Secondary Analysis Flashcards
What is a read?
An inferred sequence of base pairs (or base pair probabilities) corresponding to all or part of a single DNA fragment, typically 150 bp in length.
What is de novo sequence assembly?
Assembling of short nucleotide sequences into longer ones without the use of a reference genome.
What are mapped reads?
Those reads from the sequenced sample that align directly to a single region (set of loci) on the reference genome.
What are unmapped reads?
Those reads that map nowhere on the reference genome.
What is BLAST?
Basic local alignment search tool. It is an algorithm and program for comparing primary biological sequence information.
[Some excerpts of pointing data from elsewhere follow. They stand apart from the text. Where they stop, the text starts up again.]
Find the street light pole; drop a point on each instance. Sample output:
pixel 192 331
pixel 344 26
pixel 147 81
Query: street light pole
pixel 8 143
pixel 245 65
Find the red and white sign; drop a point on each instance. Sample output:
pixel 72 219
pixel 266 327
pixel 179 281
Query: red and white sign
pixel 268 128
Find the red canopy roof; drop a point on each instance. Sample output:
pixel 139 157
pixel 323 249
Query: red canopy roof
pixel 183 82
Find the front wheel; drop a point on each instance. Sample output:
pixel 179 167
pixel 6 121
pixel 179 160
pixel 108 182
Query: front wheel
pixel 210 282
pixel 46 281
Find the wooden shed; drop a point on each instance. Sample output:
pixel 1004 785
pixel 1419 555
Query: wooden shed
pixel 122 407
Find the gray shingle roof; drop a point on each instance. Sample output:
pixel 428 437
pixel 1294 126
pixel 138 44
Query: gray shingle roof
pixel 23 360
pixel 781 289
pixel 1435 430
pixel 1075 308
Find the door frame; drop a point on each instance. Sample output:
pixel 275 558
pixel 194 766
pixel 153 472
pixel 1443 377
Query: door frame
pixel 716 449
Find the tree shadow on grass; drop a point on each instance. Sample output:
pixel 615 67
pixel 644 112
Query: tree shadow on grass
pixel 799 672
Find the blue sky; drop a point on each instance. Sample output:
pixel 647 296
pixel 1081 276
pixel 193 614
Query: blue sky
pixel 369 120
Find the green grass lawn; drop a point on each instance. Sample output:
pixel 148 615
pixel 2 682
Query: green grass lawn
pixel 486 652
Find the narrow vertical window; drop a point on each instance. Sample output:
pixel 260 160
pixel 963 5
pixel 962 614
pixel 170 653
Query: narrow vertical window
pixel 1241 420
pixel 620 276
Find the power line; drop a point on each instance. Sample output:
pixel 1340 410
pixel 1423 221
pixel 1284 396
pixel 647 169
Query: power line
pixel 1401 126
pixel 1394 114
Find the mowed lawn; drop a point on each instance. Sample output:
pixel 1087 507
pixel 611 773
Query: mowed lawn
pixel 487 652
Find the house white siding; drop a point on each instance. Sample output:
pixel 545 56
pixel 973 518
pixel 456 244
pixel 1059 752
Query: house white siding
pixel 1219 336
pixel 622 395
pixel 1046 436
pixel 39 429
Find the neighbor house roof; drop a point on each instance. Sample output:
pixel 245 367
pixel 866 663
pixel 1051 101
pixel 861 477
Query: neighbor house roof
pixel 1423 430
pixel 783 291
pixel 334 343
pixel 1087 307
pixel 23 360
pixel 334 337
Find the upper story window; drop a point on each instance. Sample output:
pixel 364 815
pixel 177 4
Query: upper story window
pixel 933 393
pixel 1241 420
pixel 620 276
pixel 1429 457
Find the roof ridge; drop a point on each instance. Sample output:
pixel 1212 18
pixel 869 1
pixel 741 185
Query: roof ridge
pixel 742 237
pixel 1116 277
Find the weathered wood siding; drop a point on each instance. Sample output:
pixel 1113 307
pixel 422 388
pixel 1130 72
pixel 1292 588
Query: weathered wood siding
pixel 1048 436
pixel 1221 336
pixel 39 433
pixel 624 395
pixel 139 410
A BLAST search enables a researcher to compare a subject protein or nucleotide sequence (called a query) with a library or database of sequences, and identify database sequences that resemble alphabet above a certain threshold.
What is a FASTA file?
A text file for representing nucleotide or amino acid sequences where nucleotides or amino acids are represented by single-letter codes.
What is sequence alignment?
A way of arranging the sequences of DNA, RNA, or protein to identify regions of similarity.
What is a consensus sequence (canonical sequence)?
It’s the calculated sequence of most frequent residues (nucleotide or amino acid) found at each position in a sequence alignment.
What is a sequence motif?
A nucleotide or amino-acid sequence pattern that is widespread and usually assumed to be related to biological function.
What is a FASTQ file?
A text file for representing a biological sequence and its corresponding quality scores.
What is a SAM file?
Sequence Alignment Map, a text-based format, originally for storing biological sequences aligned to reference sequence. Now it’s extended to also represent unmapped sequences.
What is a BAM file?
It’s a binary compressed format equivalent to text-based SAM format.
What is a CRAM file?
Compressed Reference-oriented Alignment Map. A compressed columnar file for storing biological sequences aligned to a reference sequence.
What is a library?
It’s the DNA product extracted from biological samples and prepared for sequencing.
What is cDNA?
Copy DNA or complementary DNA. It is synthetic DNA that has been transcribed from a specific mRNA through a reaction using the enzyme reverse transcriptase. While DNA is composed of both coding and non-coding sequences, cDNA contains only coding sequences.